Perhaps my strangest story of all is “A Dance to Strange Musics.” It is a compressed novel, omitting the customary touches which might make the crew of a starship more easy to identify with. Instead I play with a landscape shaped by forces that work largely behind the scenes on Earth. We live between the plates of two immense spherical capacitors, the ground and the ionosphere, so absent more powerful resources, electrodynamics could drive our world. I renounced any detail or nuance about the characters themselves. Traditionally sf contrasts the human scale and its comforts with the alien, but in this story I omitted homey human detail, showing people in a drama we cannot even in principle fathom. Hard-nosed, yes, and that’s the point.
“World Vast, World Various” is from a 1992 collaboration, Murasaki—stories set on an alien world designed by Fred Pohl and Poul Anderson. It’s a truly different planet, with three sentient species.
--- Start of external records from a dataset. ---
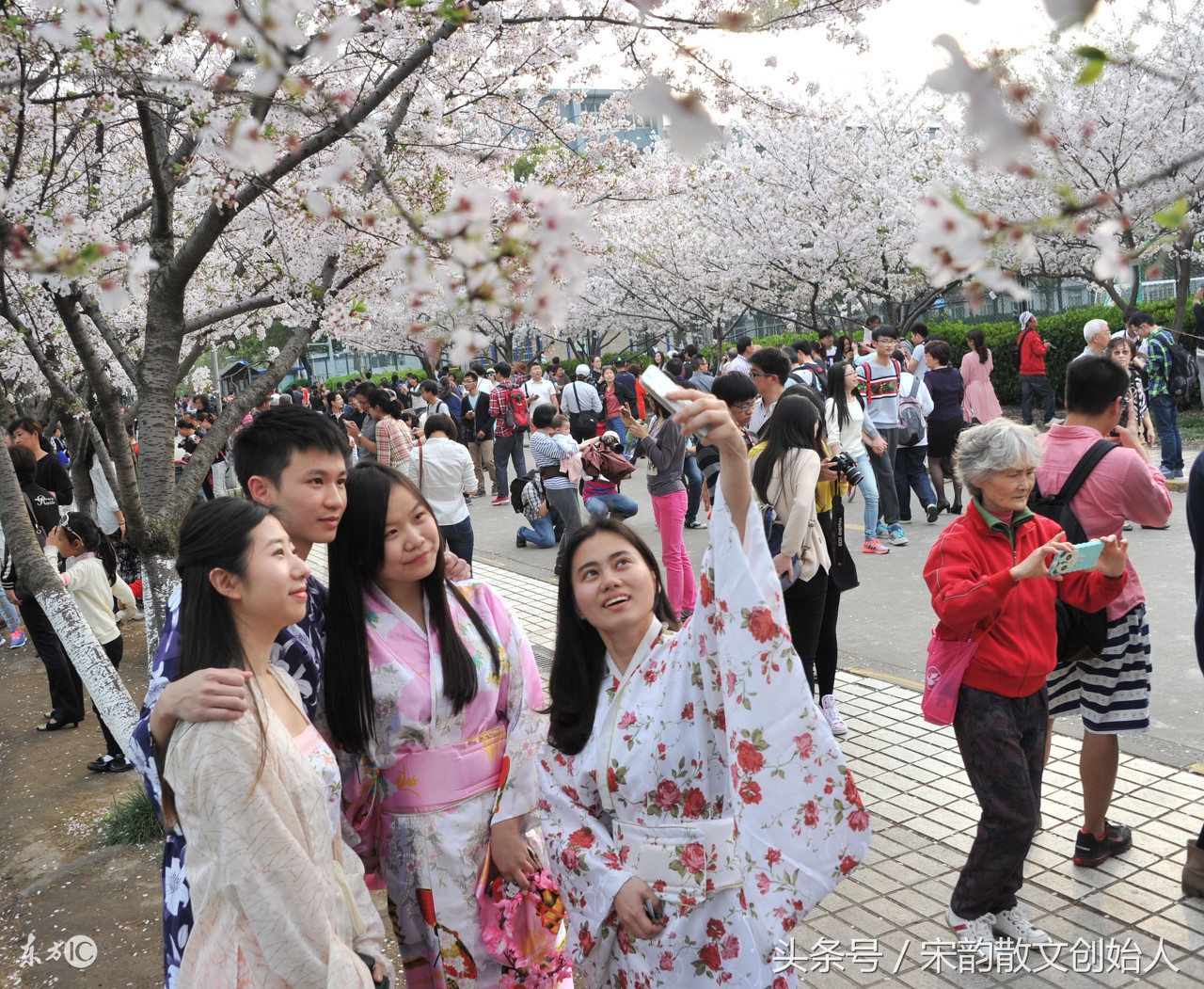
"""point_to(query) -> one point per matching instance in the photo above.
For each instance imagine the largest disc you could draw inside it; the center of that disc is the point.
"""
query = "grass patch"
(132, 821)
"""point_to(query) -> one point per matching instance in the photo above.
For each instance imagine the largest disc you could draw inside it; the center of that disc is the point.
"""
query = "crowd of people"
(677, 796)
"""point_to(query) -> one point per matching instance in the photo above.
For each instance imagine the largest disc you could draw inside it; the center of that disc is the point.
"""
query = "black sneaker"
(1090, 851)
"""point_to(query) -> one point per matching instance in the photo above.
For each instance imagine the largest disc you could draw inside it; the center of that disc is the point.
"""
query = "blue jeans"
(1031, 386)
(1165, 421)
(868, 494)
(618, 505)
(692, 487)
(507, 450)
(543, 536)
(459, 536)
(911, 471)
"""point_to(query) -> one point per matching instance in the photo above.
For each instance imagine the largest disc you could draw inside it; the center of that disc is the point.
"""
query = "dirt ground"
(56, 882)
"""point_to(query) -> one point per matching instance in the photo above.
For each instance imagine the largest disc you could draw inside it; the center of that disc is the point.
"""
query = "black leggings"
(113, 650)
(804, 612)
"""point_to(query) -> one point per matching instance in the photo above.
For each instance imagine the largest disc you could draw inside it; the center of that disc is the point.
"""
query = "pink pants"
(670, 512)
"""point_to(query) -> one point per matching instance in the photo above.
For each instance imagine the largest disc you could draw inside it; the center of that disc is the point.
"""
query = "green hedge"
(1063, 330)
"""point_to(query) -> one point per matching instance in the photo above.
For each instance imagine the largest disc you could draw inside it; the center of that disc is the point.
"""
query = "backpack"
(1076, 629)
(911, 417)
(516, 486)
(1179, 368)
(584, 422)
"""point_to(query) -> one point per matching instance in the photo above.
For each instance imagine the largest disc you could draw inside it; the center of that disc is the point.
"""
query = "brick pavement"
(925, 815)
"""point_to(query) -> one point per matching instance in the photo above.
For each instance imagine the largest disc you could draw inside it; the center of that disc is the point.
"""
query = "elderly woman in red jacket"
(990, 581)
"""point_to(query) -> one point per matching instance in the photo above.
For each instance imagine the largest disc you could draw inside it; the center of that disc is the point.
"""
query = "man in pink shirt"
(1112, 691)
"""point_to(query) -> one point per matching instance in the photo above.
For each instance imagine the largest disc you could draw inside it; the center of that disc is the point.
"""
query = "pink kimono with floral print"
(406, 796)
(721, 787)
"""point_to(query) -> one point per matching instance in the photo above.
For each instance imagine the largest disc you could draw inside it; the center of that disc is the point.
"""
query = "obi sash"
(436, 778)
(683, 863)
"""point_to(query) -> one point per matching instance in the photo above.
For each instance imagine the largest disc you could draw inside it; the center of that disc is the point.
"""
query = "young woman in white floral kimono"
(430, 693)
(696, 804)
(278, 898)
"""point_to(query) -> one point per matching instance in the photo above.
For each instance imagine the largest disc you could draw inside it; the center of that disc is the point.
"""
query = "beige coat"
(267, 882)
(792, 489)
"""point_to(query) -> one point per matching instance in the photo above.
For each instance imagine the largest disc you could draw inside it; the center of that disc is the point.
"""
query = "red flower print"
(710, 958)
(850, 790)
(804, 744)
(749, 758)
(667, 794)
(583, 837)
(761, 623)
(751, 791)
(693, 858)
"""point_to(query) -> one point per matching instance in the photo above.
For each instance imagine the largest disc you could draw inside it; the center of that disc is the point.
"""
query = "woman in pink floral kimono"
(696, 804)
(430, 693)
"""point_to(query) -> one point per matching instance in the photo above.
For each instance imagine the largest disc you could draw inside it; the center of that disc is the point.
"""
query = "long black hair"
(979, 340)
(85, 530)
(356, 559)
(795, 426)
(214, 535)
(839, 392)
(578, 662)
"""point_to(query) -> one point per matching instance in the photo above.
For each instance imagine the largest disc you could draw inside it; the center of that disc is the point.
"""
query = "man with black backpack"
(1166, 365)
(1092, 485)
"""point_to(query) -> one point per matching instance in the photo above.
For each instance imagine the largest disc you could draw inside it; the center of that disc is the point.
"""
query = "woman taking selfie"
(679, 858)
(430, 693)
(278, 898)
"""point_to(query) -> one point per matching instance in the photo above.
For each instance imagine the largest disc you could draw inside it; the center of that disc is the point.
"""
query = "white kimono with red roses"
(723, 790)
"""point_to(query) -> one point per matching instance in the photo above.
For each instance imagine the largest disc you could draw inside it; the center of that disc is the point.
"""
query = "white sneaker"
(976, 933)
(832, 714)
(1013, 923)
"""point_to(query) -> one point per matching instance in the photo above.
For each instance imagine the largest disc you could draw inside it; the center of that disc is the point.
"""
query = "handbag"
(524, 930)
(948, 659)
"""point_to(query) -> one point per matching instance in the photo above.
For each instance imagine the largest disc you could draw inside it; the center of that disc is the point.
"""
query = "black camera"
(844, 464)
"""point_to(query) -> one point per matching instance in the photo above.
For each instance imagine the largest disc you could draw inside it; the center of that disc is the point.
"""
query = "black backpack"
(516, 487)
(1076, 629)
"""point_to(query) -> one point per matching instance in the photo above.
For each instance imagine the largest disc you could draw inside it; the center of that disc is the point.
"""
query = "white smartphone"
(660, 385)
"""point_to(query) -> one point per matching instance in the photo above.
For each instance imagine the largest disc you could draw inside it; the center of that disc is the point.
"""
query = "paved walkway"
(885, 924)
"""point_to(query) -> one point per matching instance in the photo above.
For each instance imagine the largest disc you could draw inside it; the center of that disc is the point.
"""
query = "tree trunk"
(158, 582)
(108, 694)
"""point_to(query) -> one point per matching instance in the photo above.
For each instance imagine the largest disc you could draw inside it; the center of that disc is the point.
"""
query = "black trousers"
(67, 688)
(1002, 741)
(113, 650)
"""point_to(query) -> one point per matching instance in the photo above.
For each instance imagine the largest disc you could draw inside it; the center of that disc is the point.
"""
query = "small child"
(570, 465)
(91, 579)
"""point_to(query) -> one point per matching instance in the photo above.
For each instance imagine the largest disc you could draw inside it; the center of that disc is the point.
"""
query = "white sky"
(899, 46)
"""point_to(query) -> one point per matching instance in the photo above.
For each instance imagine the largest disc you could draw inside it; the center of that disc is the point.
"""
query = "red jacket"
(1032, 353)
(968, 575)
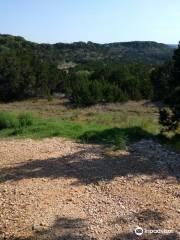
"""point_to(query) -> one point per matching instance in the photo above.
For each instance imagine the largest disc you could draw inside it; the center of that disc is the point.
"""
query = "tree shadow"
(91, 165)
(62, 229)
(133, 236)
(110, 136)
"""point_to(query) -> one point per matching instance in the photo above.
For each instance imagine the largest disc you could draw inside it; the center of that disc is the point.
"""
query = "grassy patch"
(27, 125)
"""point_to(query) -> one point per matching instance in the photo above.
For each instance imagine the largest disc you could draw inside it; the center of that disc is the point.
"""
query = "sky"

Other stories in this group are jests, problem-solvings, or other approaches. Focusing on the alien quality of our universe gets at an essential that human culture seldom confronts. “Backscatter” is one of three stories about the same character, and there may be more such.
Others of my anthologies hold many more of my 215 or so stories: In Alien Flesh (1986), Matter’s End (1995), Worlds Vast and Various (2000), Immersion and Other Short Novels (2002) and Anomalies (2012).
I enjoy short stories because they yield the core experiments of our genre. Often, ideas emerge in them first, then migrate and expand into novels. They are the pulse of our field—and fun to write, too.